The guidance is offered with the aim of providing a minimum standard of safety for children who are registered with London schools and who are or go missing from school, and give rise to concern that they may be classified as missing whereabouts unknown.
- Safeguarding children missing from school (PDF, 98Kb)
- Safeguarding children missing from school - Appendix 3 (PDF, 159Kb)
This procedure supports an effective collaborative safeguarding response from all agencies involved when a child goes missing. It provides guidance for assessing both the risk of the child going missing and the risk to the child when they are missing. The procedure describes appropriate staff / agency actions to locate the child, to effect their return and to identify the issues which caused, and may continue to cause, the child to go missing.

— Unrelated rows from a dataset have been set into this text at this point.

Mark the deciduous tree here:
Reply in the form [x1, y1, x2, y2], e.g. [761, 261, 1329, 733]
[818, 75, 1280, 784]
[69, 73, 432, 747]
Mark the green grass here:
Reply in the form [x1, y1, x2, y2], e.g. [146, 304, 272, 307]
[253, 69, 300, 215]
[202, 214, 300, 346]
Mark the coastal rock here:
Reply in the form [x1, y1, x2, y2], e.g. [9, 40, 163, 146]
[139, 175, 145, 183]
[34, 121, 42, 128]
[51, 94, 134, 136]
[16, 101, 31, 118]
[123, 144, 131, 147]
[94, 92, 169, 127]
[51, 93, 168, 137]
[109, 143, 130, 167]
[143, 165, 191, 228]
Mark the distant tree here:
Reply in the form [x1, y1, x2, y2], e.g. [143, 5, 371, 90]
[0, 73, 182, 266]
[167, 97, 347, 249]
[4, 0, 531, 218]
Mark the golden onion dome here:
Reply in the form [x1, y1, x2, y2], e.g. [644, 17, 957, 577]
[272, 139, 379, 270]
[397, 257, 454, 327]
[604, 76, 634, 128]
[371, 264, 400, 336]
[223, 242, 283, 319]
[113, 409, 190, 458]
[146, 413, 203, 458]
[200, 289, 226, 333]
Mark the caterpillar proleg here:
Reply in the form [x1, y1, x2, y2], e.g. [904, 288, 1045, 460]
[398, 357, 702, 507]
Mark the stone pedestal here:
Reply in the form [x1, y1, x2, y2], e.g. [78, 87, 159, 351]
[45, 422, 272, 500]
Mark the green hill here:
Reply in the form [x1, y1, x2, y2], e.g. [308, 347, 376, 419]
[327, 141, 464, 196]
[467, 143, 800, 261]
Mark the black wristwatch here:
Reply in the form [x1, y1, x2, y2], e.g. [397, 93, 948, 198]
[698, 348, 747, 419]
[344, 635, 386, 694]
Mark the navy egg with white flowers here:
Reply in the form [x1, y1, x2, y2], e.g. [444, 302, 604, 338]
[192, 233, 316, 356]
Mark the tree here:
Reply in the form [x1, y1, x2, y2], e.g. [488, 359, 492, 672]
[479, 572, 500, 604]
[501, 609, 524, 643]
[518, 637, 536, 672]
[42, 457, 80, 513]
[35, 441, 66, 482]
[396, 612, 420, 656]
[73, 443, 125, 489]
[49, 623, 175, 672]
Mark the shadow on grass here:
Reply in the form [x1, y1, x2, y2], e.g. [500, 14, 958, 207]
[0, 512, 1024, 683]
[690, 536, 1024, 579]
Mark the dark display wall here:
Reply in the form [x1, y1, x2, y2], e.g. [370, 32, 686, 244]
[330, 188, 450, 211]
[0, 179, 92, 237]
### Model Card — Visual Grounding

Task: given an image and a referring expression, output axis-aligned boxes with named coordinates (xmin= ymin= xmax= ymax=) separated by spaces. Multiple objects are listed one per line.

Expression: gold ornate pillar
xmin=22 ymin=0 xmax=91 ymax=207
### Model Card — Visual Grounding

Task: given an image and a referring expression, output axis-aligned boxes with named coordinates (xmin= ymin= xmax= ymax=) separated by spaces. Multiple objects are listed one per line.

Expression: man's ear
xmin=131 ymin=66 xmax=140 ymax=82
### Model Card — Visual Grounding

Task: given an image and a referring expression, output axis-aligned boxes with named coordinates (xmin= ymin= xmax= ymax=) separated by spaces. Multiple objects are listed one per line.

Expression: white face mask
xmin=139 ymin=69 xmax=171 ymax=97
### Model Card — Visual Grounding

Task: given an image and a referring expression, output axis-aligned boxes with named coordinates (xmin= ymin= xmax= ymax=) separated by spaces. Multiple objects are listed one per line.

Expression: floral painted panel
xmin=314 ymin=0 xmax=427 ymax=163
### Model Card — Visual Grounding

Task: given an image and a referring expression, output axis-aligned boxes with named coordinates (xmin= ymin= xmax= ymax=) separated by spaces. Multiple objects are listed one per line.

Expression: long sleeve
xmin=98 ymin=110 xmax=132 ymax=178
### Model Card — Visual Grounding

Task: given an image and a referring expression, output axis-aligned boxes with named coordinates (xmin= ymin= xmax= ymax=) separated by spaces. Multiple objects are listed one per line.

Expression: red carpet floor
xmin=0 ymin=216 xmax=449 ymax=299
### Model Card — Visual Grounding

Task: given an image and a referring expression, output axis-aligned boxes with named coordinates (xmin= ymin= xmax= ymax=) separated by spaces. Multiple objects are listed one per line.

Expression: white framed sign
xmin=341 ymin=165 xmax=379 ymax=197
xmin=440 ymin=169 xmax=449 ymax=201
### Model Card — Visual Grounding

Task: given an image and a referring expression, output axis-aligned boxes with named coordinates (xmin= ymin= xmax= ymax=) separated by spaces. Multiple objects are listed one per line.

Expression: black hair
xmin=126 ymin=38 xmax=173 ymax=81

This procedure provides guidance for frontline professionals and their managers, individuals in London’s local communities and community groups, such as, faith and leisure groups, on:
- Identifying when a child may be at risk of being subjected to FGM and responding appropriately to protect the child
- Identifying when a child has been subjected to FGM and responding appropriately to support the child
- Measures which can be implemented to prevent and ultimately eliminate the practice of FGM
- Safeguarding children at risk of abuse through female genital mutilation (Word, 365Kb)
This safeguarding children policy is for all staff (paid or unpaid) involved in premises which have been licensed under The Licensing Act 2003. This policy will give some basic information about what to do if you are concerned about a child and how your local children’s social care and Metropolitan Police Team will respond to and deal with reports about children whose welfare is causing concern. This guidance should be read in conjunction with the The Licensing Act 2003 (external link).
This procedure is designed to assist professionals to identify where children and young people’s sexual relationships may be abusive and the children and young people may need the provision of protection or additional services. For young people 13 years and over, this risk assessment will inform practitioners when to involve LA children’s social care and when a situation requires criminal investigation by the Metropolitan Police Service.
The sexual exploitation of children is child sexual abuse. The sexual exploitation of children defines a broader context of abuse than formal ‘prostitution’; the full spectrum of sexually exploitative situations includes children and young people exchanging sex for accommodation, food, gifts and drugs.
- Guidelines for Assessing Children Affected by Adults Viewing Sexual Abuse Images on the Internet (PDF, 232Kb)
This procedure provides guidance to professionals and volunteers from all agencies in safeguarding children who are abused and neglected by adults who traffic them into and out of the UK in order to exploit them.